Few things in this journey have upset me more than the realization that medical knowledge is incredible limited. I certainly don't blame my doctors. The human body is an incredible complex organic machine. My ire is more directed at the human hubris of believing that we "understand" so much about health. We don't! As advanced as medicine has become, we honestly understand only a fraction of how our bodies and genes and hormones and systems and environments all interact to produce our daily condition.
For me this dearth of insight is compounded by regularly being told I have "conditions" that are diagnoses of elimination. My bowels were, and still are, problematic. After extensive testing by a number of specialists, I firmly know that I have Irritable Bowel Syndrome. Of course that means nothing since no one actually knows what the "disease" is. IBS is a fancy way of saying, "your bowels are problematic, but we don't know why." Equally annoying are my sinuses. I definitely had, and still have, chronic sinusitis. My initial CT definitely showed that surgery would be the best course of action. Since that surgery in August of 2003, I have continued to be plagued by regular sinus infections and constant sinus swelling and inflammation. My ENT "vacuums" out my sinuses every six weeks, and I rinse my sinuses two different way twice each day. The crazy part is that the surgery worked! There is no reason why my sinuses should still be doing this, but two different ENTs, two different allergists and plenty of other doctors have been unable to find a reason. I am in that tiny fraction of sinus suffers that belie conventional knowledge.
And then there is narcolepsy. The first time that I fully realized narcolepsy is similar to my other conditions, I wanted to vomit - literally. Narcolepsy IS diagnosed by diagnostic testing. Pulmonary doctors have clearly defined methods to identify the disease. But, no one knows how the disease works. The best guess is that something is "wrong" in the sufferer's brain chemistry, likely a problem in the hypothalamus. Still, like IBS and my sinuses, all I can do is treat my symptoms. There is nothing I can do to improve my condition; I can only try to manage it. I feel like I am reach a level of acceptance with all of it, but it is so hard.

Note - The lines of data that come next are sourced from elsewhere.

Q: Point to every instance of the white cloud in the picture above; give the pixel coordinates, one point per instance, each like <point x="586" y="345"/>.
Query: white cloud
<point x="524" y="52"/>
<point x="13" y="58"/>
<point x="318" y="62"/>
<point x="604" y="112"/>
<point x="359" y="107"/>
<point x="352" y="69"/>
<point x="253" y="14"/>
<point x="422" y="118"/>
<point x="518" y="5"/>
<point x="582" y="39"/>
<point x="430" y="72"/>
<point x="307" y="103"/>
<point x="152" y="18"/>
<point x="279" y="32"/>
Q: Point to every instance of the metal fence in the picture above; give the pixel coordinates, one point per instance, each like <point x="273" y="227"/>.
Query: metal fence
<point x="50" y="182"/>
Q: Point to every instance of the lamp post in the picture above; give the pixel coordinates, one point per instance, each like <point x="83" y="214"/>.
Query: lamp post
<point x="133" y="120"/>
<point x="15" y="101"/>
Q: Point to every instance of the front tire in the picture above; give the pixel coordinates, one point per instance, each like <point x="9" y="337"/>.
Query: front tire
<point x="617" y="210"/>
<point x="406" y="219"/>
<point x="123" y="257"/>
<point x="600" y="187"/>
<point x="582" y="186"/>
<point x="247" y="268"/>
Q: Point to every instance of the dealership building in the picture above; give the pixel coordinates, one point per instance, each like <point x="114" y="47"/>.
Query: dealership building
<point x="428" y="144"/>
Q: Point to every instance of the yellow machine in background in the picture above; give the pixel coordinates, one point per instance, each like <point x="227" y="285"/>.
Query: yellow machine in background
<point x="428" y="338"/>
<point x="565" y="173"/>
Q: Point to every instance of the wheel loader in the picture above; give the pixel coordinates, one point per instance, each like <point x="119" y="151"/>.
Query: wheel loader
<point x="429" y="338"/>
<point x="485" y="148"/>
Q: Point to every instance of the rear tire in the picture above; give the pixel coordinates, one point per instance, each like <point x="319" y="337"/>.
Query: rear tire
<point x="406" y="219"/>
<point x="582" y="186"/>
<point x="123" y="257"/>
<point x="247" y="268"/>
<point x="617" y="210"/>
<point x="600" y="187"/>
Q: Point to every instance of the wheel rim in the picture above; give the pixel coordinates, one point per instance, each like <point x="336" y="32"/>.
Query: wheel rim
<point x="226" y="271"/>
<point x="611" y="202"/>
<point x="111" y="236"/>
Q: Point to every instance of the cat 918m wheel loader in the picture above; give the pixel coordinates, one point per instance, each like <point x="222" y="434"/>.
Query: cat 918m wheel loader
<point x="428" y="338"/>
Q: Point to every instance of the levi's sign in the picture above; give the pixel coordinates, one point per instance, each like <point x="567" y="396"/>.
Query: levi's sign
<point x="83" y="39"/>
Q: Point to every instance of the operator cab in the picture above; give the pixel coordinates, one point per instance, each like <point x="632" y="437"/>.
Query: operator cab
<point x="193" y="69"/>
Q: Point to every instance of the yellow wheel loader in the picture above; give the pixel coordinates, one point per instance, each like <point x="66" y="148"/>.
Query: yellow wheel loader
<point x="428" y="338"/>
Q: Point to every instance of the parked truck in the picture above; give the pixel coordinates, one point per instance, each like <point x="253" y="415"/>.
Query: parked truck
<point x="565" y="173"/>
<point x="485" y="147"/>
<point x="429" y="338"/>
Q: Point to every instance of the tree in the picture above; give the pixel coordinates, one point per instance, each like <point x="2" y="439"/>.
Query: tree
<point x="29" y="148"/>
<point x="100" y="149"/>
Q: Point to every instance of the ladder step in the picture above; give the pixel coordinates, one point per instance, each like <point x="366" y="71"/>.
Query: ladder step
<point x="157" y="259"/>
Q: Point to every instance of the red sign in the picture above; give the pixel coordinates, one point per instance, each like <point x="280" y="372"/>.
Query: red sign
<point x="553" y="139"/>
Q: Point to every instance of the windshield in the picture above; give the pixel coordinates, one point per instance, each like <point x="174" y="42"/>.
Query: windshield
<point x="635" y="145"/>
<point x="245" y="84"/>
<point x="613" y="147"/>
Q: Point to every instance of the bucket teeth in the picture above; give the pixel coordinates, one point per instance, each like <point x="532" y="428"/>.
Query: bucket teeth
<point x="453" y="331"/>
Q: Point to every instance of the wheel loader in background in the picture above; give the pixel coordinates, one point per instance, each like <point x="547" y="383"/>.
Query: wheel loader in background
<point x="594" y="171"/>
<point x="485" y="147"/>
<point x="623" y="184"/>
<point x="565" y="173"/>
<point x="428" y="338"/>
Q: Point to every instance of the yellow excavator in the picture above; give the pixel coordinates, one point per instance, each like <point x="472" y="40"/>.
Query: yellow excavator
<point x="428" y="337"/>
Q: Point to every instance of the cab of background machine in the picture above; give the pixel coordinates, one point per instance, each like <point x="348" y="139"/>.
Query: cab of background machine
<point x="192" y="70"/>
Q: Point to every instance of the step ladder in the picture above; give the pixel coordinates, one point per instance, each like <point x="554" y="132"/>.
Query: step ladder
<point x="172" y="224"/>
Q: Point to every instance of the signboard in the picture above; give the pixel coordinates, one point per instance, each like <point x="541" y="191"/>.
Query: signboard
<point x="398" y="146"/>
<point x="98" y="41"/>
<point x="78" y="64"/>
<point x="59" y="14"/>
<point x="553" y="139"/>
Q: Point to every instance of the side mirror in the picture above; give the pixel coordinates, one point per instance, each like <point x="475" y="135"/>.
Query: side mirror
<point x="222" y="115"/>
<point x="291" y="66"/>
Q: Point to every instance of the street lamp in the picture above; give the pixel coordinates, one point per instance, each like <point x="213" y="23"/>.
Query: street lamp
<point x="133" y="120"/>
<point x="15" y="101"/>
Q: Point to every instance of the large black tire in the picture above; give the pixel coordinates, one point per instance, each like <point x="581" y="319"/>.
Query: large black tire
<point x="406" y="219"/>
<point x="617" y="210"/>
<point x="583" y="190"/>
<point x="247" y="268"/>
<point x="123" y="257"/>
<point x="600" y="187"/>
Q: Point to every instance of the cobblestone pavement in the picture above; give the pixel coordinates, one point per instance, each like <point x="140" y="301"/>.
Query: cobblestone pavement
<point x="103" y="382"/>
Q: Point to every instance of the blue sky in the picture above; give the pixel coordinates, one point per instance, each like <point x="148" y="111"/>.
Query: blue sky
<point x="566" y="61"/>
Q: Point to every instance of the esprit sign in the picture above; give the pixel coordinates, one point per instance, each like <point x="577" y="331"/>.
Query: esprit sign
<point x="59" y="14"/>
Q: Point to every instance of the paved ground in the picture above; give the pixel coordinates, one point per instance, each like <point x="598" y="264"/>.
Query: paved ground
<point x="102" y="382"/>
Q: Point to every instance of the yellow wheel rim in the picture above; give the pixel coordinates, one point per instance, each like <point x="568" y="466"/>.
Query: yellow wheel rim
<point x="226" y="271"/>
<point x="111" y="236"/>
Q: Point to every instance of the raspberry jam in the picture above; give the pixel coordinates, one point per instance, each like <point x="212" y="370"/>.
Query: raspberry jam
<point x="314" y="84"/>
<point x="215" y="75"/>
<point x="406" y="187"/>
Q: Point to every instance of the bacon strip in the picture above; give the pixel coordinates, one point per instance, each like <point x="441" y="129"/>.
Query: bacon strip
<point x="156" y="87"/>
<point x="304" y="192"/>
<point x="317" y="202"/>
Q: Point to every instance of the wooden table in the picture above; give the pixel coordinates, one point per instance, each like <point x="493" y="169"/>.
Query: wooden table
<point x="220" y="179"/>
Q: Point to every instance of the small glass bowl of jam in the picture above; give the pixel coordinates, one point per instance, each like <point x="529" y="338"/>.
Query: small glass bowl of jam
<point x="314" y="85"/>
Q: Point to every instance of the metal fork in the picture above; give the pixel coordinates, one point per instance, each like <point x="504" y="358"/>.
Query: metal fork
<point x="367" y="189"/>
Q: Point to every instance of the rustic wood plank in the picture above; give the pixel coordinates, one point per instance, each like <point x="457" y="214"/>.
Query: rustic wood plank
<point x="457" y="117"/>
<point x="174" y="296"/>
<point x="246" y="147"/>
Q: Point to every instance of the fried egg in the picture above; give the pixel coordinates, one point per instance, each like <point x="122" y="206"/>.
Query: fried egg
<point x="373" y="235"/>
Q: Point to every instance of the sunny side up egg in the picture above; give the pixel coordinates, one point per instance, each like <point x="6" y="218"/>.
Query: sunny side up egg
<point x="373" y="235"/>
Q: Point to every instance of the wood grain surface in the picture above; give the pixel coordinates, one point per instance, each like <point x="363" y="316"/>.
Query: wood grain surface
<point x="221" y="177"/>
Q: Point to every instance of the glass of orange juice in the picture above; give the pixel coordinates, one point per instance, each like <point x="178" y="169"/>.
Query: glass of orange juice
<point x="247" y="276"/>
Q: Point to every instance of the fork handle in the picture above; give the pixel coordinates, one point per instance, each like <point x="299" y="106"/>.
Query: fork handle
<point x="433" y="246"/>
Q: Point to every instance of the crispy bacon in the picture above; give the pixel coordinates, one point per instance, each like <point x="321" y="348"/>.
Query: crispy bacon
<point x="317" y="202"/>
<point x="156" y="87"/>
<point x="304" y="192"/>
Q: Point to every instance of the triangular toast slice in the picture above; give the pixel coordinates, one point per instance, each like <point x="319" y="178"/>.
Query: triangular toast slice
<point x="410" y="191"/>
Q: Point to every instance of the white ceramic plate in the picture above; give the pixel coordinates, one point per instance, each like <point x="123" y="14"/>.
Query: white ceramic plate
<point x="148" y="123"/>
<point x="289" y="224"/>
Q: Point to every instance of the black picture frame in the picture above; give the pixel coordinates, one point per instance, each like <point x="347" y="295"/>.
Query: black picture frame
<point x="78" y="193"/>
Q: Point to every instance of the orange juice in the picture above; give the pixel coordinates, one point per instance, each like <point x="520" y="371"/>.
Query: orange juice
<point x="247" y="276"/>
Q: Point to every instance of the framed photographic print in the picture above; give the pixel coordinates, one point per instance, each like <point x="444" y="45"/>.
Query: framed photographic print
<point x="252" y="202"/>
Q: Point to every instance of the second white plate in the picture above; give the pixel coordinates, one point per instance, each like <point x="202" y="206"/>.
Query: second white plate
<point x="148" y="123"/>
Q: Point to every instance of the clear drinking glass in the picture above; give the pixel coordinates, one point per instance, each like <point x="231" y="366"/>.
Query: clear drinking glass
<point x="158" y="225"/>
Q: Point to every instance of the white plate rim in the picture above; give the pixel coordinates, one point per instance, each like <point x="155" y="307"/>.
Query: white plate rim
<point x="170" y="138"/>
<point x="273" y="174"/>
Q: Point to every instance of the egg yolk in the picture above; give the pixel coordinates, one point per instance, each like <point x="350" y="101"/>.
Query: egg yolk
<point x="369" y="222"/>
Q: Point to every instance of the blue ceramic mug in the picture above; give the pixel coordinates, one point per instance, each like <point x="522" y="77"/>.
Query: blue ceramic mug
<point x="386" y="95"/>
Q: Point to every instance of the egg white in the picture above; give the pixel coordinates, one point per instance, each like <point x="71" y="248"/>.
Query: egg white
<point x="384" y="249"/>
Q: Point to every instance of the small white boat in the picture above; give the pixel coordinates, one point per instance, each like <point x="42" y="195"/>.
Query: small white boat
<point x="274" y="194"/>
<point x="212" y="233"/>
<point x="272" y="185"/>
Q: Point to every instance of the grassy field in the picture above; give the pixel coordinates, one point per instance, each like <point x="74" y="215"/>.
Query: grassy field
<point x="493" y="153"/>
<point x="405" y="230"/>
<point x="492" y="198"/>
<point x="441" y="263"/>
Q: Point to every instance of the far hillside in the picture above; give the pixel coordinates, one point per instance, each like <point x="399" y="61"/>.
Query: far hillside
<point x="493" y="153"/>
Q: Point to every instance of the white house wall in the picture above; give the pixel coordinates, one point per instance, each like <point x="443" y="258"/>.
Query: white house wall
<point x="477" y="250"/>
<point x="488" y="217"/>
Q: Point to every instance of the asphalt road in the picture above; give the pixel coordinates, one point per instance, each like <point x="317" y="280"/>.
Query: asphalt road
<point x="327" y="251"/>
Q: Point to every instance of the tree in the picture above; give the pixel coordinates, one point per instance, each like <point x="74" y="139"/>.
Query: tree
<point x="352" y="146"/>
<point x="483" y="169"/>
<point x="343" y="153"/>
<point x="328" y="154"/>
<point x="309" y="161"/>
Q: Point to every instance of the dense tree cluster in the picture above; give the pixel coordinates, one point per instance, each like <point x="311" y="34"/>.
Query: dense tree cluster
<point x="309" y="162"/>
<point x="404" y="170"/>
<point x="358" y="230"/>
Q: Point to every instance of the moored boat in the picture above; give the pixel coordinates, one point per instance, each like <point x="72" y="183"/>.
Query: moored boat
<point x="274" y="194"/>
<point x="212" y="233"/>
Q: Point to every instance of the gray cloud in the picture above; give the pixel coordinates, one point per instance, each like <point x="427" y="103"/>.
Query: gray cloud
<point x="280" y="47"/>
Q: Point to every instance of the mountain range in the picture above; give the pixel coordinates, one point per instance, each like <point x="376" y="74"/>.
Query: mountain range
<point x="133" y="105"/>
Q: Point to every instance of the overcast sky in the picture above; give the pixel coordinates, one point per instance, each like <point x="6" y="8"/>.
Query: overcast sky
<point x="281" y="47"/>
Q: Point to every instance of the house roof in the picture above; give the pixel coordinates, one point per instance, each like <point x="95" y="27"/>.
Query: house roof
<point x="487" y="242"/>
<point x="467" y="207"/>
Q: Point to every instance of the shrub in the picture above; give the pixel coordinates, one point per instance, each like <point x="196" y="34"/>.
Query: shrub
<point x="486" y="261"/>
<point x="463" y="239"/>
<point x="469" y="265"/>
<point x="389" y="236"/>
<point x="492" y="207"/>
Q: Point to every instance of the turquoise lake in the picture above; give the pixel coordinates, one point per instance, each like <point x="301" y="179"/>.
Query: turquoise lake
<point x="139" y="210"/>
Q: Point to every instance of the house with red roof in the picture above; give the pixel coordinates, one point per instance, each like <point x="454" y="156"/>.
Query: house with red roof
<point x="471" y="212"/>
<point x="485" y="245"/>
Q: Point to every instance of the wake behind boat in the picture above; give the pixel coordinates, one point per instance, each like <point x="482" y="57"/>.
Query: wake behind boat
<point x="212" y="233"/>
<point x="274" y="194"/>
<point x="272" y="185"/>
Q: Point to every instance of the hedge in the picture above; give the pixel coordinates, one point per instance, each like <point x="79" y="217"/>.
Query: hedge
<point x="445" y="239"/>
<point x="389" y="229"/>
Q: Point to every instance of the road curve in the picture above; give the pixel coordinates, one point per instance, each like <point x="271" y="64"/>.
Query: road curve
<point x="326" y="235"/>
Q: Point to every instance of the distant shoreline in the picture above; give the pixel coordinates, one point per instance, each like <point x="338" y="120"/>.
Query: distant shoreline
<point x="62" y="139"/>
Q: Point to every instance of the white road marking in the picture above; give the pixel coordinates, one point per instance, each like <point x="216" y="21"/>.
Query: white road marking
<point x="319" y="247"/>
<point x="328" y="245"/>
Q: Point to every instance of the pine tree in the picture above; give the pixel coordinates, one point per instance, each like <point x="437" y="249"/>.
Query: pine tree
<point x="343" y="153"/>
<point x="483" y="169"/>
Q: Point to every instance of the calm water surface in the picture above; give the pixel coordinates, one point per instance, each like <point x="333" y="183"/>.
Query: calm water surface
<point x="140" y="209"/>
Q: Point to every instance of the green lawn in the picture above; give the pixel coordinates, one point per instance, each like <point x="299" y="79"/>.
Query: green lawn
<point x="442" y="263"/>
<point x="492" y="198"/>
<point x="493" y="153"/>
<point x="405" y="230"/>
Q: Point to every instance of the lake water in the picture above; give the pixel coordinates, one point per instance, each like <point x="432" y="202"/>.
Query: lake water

The final piece of my angst stems from the system itself. Managed care is great, until you get seriously ill. Specialists are amazing, until you don't fit neatly into a box. I have seen 18 specialists, 2 family practice doctors and an internal medicine doctor in the six and a half year journey since things became awful. All of the doctors have done their best, but they barely have time to see me in their offices, let alone talk to each other about my case. The one place that could happen is at the Mayo Clinic, but they aren't taking "new" patients and haven't been for two years. I can't believe that Western Medicine can be so advanced, and yet so backwards. Clearly, more than one system is involved - even if it is just my narcolepsy, yet a specialist won't even consider exploring those ideas. Part of it is the fear of malpractice, but it is also that a specialists knowledge base is so narrowly focused.
Thankfully, I have an acupuncturist, a chiropractor, a massage therapist, a therapist, a psychiatrist, and a men's group. All of them aid me in coping with the bigger picture of my life. That holistic approach will be what allows me to push through even the darkest days. But, what about the hundreds, maybe thousands, of people who also suffer the way I do, yet do not have all of these other resources. We need to find a better system. We need to incorporate more Eastern ideas into our medical approaches. More than anything, we need to begin treating the entire person and not just the fraction that seems to be "broken."